Stoned driving not easy to prove
MONTPELIER — It’s common knowledge that driving with blood alcohol content higher than 0.08 violates the law. But with marijuana, things are a lot more hazy.
As Vermont and other states consider following the lead of Colorado and Washington state in legalizing recreational use, lawmakers want assurances there will be a way for police to check for stoned drivers.
“It is an issue we have to resolve, from my perspective, as well as we possibly can before we pass that legislation” to legalize marijuana, Vermont House Speaker Shap Smith said in an interview.
Smith, who announced his candidacy in mid-August for the 2016 Democratic gubernatorial nomination, made known about two weeks later that his position had evolved from undecided to in favor but with the caveat about impaired driving.
Both Vermont State Police Lt. John Flannigan, his agency’s point person for enforcement against drugged driving, and Glenn Davis, highway safety manager with the Colorado Department of Transportation, said law enforcement has tools to check for stoned driving, including a class of instruments that take a saliva sample and check it for the presence of drugs.

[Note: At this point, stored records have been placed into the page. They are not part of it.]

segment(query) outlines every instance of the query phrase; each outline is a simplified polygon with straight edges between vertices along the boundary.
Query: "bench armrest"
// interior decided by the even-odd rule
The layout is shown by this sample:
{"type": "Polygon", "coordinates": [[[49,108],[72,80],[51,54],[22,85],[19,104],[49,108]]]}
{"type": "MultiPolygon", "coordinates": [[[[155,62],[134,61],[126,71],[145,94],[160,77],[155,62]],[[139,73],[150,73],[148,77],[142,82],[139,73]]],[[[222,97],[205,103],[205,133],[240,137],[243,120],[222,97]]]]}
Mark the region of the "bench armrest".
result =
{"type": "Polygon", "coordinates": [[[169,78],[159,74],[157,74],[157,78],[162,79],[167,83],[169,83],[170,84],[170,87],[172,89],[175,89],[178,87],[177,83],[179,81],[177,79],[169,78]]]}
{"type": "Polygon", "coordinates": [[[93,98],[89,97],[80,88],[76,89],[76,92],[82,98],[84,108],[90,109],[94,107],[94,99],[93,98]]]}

But they are not considered as tried-and-true as the breath-testing equipment used to check for alcohol impairment.
“We’re really good with alcohol; it’s been around a long time,” Davis said. But there’s much less certainty that a set amount of marijuana in the blood-stream demonstrates impairment. When it comes to a scientific consensus on what counts as impairment, “We just don’t have that for marijuana,” Davis said. “I think we have things in place but I think there’s more work to do.”